Sudah pasti, paparan demikian tak akan kita temukan dalam buku teks sejarah. Oleh karenanya, melalui buku Jalan Raya Pos, Jalan Daendels ini sejarah jadi terasa menarik dan nikmat untuk diikuti. Dengan ketekunan seorang sejarawan, Pram mencangkuli, menggali, setiap data dan detail sebuah peristiwa untuk kemudian dicatat dan dituliskan kembali sebagai sebuah upaya melawan lupa.
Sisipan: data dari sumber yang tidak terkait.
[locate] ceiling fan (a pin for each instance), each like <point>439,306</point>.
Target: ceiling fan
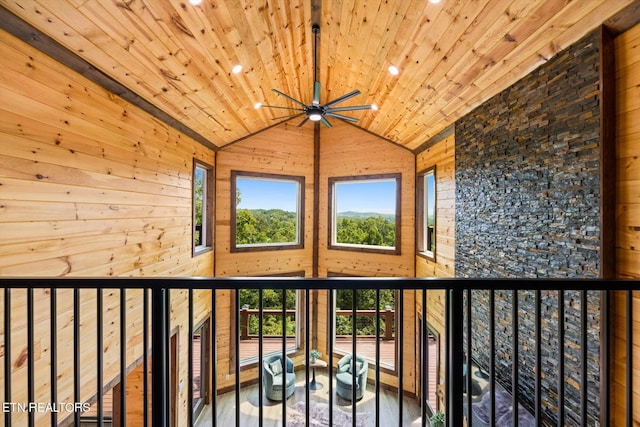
<point>316,111</point>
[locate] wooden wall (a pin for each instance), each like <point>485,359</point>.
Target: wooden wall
<point>286,150</point>
<point>441,155</point>
<point>627,47</point>
<point>90,186</point>
<point>346,150</point>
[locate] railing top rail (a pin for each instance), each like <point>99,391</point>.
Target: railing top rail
<point>319,283</point>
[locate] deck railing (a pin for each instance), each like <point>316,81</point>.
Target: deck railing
<point>586,302</point>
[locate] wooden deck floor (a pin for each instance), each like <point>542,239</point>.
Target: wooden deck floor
<point>272,411</point>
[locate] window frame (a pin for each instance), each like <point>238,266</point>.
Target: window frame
<point>423,240</point>
<point>299,181</point>
<point>332,221</point>
<point>207,208</point>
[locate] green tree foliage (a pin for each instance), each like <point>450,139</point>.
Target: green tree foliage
<point>365,300</point>
<point>265,226</point>
<point>373,231</point>
<point>271,300</point>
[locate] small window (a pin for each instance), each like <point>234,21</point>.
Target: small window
<point>202,207</point>
<point>365,213</point>
<point>267,211</point>
<point>426,215</point>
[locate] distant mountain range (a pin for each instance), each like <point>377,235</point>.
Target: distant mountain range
<point>363,215</point>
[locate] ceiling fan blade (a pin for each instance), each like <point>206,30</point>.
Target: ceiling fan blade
<point>356,107</point>
<point>288,97</point>
<point>291,116</point>
<point>340,116</point>
<point>316,93</point>
<point>304,121</point>
<point>283,108</point>
<point>343,98</point>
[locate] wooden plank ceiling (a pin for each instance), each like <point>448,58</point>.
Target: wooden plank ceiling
<point>452,56</point>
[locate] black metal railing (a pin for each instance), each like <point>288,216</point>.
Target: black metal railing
<point>505,331</point>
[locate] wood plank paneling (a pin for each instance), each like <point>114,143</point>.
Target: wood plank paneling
<point>627,51</point>
<point>91,186</point>
<point>452,55</point>
<point>346,150</point>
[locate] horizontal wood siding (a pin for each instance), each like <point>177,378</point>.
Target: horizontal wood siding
<point>90,186</point>
<point>627,48</point>
<point>442,156</point>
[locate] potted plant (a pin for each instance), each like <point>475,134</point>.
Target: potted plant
<point>437,420</point>
<point>313,355</point>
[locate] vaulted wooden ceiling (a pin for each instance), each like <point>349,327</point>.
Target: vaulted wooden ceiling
<point>179,57</point>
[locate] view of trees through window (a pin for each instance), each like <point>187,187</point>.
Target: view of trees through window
<point>365,321</point>
<point>364,212</point>
<point>267,211</point>
<point>272,311</point>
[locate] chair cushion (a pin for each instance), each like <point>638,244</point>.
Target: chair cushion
<point>277,380</point>
<point>344,379</point>
<point>276,367</point>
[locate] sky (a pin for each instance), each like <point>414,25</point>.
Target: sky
<point>376,196</point>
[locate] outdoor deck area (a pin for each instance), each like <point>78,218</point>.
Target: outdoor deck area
<point>365,346</point>
<point>272,411</point>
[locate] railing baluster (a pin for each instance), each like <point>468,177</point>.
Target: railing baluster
<point>538,355</point>
<point>260,357</point>
<point>377,397</point>
<point>468,350</point>
<point>7,353</point>
<point>76,352</point>
<point>629,357</point>
<point>454,365</point>
<point>584,382</point>
<point>353,357</point>
<point>53,334</point>
<point>99,353</point>
<point>123,358</point>
<point>307,343</point>
<point>331,338</point>
<point>30,355</point>
<point>560,358</point>
<point>284,357</point>
<point>190,361</point>
<point>160,352</point>
<point>400,336</point>
<point>236,341</point>
<point>515,355</point>
<point>145,355</point>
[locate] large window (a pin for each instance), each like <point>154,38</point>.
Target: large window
<point>365,213</point>
<point>267,211</point>
<point>365,324</point>
<point>202,207</point>
<point>426,213</point>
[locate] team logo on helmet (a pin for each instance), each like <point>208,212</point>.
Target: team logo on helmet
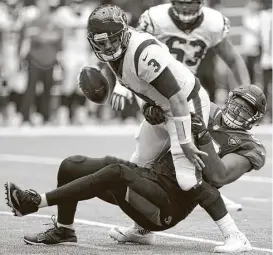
<point>107,32</point>
<point>187,10</point>
<point>244,107</point>
<point>234,140</point>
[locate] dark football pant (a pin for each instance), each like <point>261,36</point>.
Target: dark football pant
<point>137,191</point>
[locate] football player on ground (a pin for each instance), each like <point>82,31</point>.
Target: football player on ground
<point>189,29</point>
<point>151,197</point>
<point>145,66</point>
<point>238,151</point>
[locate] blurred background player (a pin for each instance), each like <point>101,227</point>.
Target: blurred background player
<point>76,53</point>
<point>266,52</point>
<point>189,29</point>
<point>39,44</point>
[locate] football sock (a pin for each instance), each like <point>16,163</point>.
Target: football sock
<point>227,225</point>
<point>43,202</point>
<point>70,226</point>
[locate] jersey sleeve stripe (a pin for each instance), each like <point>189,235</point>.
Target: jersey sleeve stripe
<point>139,50</point>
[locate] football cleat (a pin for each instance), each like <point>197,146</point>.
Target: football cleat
<point>21,202</point>
<point>132,235</point>
<point>53,235</point>
<point>232,206</point>
<point>234,243</point>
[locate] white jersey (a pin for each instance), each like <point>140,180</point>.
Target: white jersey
<point>144,60</point>
<point>189,47</point>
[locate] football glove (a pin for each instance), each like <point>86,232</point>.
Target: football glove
<point>153,114</point>
<point>198,126</point>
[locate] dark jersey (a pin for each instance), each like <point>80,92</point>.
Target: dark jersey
<point>236,141</point>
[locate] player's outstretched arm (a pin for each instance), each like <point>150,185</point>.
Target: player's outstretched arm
<point>233,59</point>
<point>221,171</point>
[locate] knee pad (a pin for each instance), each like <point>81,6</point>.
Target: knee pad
<point>186,179</point>
<point>67,167</point>
<point>205,194</point>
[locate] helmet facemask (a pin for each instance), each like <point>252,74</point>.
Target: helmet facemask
<point>187,10</point>
<point>108,47</point>
<point>239,113</point>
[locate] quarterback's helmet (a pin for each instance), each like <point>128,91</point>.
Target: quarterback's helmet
<point>107,32</point>
<point>244,107</point>
<point>187,10</point>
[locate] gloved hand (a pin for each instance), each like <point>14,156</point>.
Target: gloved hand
<point>119,96</point>
<point>198,126</point>
<point>153,114</point>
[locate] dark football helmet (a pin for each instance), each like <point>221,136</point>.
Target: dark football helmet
<point>108,32</point>
<point>244,107</point>
<point>187,10</point>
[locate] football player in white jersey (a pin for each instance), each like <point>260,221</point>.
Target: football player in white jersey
<point>189,29</point>
<point>144,65</point>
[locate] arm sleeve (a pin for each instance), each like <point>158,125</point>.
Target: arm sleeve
<point>255,153</point>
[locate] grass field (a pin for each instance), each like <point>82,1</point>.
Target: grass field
<point>30,159</point>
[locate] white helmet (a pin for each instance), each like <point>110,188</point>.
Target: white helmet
<point>187,10</point>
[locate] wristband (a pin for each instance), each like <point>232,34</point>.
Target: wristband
<point>183,127</point>
<point>205,139</point>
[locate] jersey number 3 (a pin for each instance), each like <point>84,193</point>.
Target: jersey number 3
<point>174,45</point>
<point>154,64</point>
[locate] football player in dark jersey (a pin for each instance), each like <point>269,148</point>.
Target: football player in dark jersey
<point>226,139</point>
<point>162,204</point>
<point>238,150</point>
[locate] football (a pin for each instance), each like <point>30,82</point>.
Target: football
<point>96,84</point>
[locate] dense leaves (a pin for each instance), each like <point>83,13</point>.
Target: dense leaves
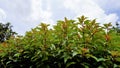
<point>5,31</point>
<point>69,44</point>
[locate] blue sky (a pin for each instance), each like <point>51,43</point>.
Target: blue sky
<point>27,14</point>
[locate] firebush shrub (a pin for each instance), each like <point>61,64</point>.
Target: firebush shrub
<point>81,43</point>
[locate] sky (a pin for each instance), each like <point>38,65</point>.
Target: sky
<point>26,14</point>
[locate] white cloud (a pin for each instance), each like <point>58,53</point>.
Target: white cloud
<point>109,4</point>
<point>2,15</point>
<point>90,9</point>
<point>37,12</point>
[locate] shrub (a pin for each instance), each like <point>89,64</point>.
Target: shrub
<point>69,44</point>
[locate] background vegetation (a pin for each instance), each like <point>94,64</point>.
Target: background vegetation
<point>78,43</point>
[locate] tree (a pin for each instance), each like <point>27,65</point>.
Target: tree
<point>5,31</point>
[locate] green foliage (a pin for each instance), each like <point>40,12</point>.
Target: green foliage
<point>69,44</point>
<point>5,32</point>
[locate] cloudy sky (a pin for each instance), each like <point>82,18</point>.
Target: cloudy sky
<point>26,14</point>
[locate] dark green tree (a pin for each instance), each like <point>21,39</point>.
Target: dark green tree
<point>5,31</point>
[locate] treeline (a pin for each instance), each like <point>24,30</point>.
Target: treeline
<point>81,43</point>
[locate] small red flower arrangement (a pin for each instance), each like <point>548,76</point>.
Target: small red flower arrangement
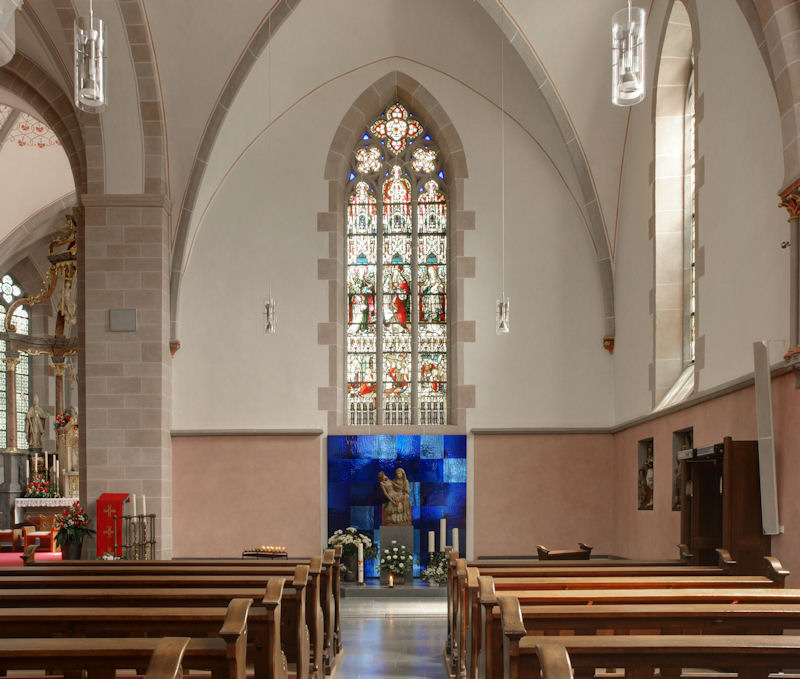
<point>40,487</point>
<point>73,524</point>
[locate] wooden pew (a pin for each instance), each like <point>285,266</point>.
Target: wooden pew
<point>285,607</point>
<point>751,657</point>
<point>226,623</point>
<point>177,574</point>
<point>467,590</point>
<point>100,658</point>
<point>583,552</point>
<point>323,600</point>
<point>165,663</point>
<point>520,566</point>
<point>490,639</point>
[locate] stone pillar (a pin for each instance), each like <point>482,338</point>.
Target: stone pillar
<point>791,201</point>
<point>11,363</point>
<point>125,370</point>
<point>58,370</point>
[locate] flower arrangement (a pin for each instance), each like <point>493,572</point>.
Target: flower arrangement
<point>396,559</point>
<point>62,420</point>
<point>40,487</point>
<point>436,571</point>
<point>349,539</point>
<point>73,525</point>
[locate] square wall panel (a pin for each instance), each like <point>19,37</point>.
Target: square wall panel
<point>436,468</point>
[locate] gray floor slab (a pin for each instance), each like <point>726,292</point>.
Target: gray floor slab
<point>393,638</point>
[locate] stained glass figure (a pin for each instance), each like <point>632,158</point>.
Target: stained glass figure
<point>424,160</point>
<point>397,266</point>
<point>396,127</point>
<point>368,160</point>
<point>9,292</point>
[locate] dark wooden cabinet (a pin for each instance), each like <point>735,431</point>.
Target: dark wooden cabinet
<point>721,505</point>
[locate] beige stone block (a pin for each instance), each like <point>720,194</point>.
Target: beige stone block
<point>143,437</point>
<point>149,401</point>
<point>144,264</point>
<point>124,385</point>
<point>328,269</point>
<point>105,438</point>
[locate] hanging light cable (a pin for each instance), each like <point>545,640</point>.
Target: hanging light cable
<point>627,56</point>
<point>90,91</point>
<point>502,307</point>
<point>270,309</point>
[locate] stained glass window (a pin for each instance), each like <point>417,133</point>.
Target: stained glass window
<point>9,292</point>
<point>397,367</point>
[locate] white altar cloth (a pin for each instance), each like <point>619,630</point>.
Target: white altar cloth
<point>23,503</point>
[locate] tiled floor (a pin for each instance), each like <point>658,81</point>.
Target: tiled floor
<point>393,638</point>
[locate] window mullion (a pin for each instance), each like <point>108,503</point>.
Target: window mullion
<point>379,387</point>
<point>414,302</point>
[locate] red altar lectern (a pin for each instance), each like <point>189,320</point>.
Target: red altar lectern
<point>109,513</point>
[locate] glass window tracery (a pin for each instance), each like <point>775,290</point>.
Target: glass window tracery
<point>396,235</point>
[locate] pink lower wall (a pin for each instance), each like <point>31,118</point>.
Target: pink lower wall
<point>235,492</point>
<point>548,489</point>
<point>653,534</point>
<point>558,489</point>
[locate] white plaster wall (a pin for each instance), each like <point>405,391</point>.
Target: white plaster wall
<point>744,294</point>
<point>743,290</point>
<point>550,371</point>
<point>30,179</point>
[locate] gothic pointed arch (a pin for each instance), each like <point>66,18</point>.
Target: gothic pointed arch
<point>394,87</point>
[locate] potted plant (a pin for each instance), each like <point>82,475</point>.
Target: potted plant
<point>72,526</point>
<point>396,560</point>
<point>436,572</point>
<point>349,539</point>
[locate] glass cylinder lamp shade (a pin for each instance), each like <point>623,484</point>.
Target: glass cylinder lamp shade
<point>627,56</point>
<point>502,318</point>
<point>270,316</point>
<point>90,90</point>
<point>7,9</point>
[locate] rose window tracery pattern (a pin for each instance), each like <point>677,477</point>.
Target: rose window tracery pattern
<point>396,278</point>
<point>396,128</point>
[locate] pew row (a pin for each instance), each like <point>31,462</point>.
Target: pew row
<point>751,657</point>
<point>467,606</point>
<point>230,624</point>
<point>101,658</point>
<point>772,609</point>
<point>282,627</point>
<point>322,601</point>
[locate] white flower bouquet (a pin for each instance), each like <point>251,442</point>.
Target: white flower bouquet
<point>396,559</point>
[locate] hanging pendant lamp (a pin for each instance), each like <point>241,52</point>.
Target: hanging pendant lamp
<point>90,91</point>
<point>627,56</point>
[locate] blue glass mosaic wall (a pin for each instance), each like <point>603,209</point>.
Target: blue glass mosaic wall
<point>436,467</point>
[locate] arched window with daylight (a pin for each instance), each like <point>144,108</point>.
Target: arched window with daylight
<point>10,292</point>
<point>689,225</point>
<point>675,232</point>
<point>396,276</point>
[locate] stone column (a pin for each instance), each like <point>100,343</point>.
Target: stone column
<point>11,401</point>
<point>58,370</point>
<point>125,370</point>
<point>791,201</point>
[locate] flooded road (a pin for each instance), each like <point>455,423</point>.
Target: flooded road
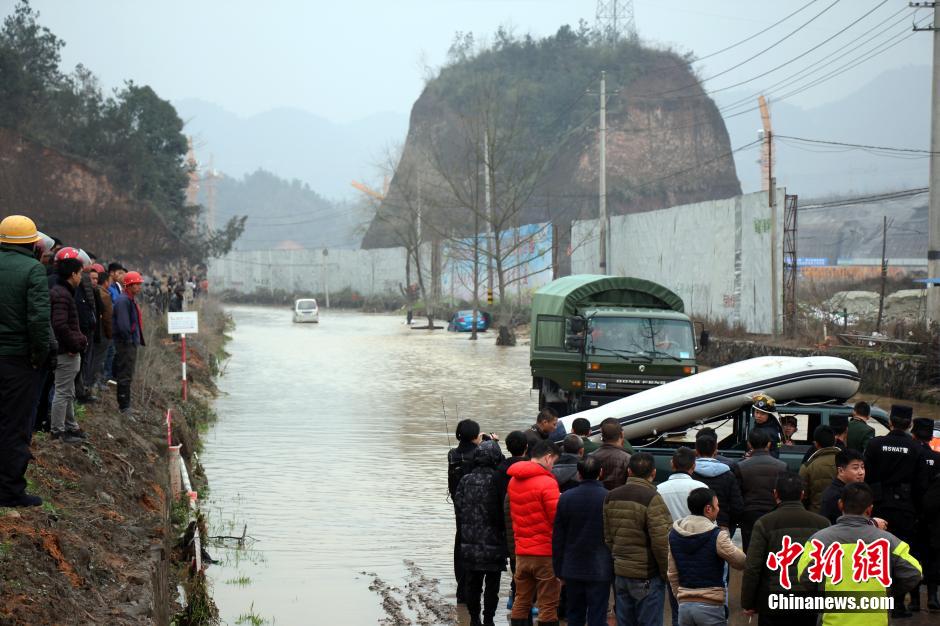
<point>331,447</point>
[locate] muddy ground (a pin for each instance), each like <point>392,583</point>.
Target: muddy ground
<point>97,551</point>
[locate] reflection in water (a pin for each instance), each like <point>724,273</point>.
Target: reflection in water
<point>331,446</point>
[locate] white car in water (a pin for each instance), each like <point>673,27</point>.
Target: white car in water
<point>306,310</point>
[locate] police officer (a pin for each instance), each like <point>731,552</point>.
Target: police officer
<point>896,470</point>
<point>926,548</point>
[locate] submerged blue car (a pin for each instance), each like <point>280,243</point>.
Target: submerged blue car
<point>462,321</point>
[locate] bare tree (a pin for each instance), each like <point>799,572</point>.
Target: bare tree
<point>486,164</point>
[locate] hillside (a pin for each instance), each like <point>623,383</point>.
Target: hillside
<point>292,144</point>
<point>667,143</point>
<point>282,214</point>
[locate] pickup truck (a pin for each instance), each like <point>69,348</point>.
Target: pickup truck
<point>733,429</point>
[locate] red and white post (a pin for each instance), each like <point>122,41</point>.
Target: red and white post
<point>183,353</point>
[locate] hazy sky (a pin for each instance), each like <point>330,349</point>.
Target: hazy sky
<point>347,60</point>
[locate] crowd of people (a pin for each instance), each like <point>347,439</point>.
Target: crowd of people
<point>576,521</point>
<point>70,327</point>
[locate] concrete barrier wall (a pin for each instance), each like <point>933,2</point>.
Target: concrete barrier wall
<point>369,272</point>
<point>715,255</point>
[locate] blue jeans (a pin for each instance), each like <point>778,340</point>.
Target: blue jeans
<point>701,614</point>
<point>639,602</point>
<point>587,602</point>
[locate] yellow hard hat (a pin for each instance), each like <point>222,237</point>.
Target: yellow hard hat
<point>18,229</point>
<point>763,402</point>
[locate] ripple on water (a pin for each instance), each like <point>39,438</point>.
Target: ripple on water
<point>331,446</point>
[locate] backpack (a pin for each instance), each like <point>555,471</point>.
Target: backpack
<point>459,464</point>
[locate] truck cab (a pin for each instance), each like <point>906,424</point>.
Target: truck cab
<point>596,339</point>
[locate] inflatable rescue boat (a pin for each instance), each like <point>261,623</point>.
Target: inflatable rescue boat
<point>724,389</point>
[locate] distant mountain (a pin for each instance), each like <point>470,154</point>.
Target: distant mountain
<point>282,214</point>
<point>891,109</point>
<point>293,144</point>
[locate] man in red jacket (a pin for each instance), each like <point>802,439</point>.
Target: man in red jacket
<point>533,498</point>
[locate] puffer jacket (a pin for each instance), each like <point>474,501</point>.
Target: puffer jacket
<point>906,572</point>
<point>107,310</point>
<point>24,305</point>
<point>65,319</point>
<point>698,551</point>
<point>817,475</point>
<point>480,512</point>
<point>614,460</point>
<point>636,529</point>
<point>720,479</point>
<point>533,499</point>
<point>758,478</point>
<point>757,582</point>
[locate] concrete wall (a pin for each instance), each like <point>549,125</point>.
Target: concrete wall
<point>369,272</point>
<point>715,255</point>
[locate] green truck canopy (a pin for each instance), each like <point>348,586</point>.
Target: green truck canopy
<point>564,296</point>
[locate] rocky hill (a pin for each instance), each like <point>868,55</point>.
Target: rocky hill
<point>74,201</point>
<point>667,143</point>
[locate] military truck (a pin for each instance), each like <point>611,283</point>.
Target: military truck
<point>595,339</point>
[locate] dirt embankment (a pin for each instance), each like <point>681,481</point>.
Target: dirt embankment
<point>100,549</point>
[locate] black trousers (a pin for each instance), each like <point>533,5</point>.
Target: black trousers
<point>485,584</point>
<point>17,399</point>
<point>125,360</point>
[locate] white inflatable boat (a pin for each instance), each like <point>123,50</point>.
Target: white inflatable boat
<point>724,389</point>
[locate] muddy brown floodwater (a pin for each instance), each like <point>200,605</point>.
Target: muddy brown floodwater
<point>331,447</point>
<point>331,450</point>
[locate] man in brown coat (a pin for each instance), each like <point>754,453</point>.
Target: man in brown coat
<point>614,459</point>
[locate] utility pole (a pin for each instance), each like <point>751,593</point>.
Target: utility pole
<point>933,215</point>
<point>884,272</point>
<point>488,199</point>
<point>602,192</point>
<point>771,184</point>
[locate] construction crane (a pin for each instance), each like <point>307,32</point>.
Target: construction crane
<point>372,193</point>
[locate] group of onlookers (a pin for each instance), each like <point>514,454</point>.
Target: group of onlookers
<point>576,520</point>
<point>68,326</point>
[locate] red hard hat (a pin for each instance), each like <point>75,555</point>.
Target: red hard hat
<point>66,253</point>
<point>133,278</point>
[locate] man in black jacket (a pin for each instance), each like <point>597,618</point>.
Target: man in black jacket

Tahun ini, tepat 200 tahun usia Jalan Raya Daendels. Pada masanya, jalan ini pernah menjadi jalan terpanjang di dunia. Sama dengan jalan raya yang menghubungkan Amsterdam-Paris. Jalan yang ternyata tidak sepenuhnya hasil karya Daendels (jalan aslinya sebagian sudah ada sejak berabad-abad sebelumnya, ia hanya melebarkannya menjadi 7 meter) ini, menjadi saksi dan bukti pembantaian manusia-manusia pribumi. Kisah di balik pembuatannya hanya salah satu dari banyak tragedi kerja paksa yang pernah berlangsung di Hindia Belanda. Di bawah Jalan Daendels ini terhimpun ribuan mayat petani dan orang-orang kecil tak berdaya.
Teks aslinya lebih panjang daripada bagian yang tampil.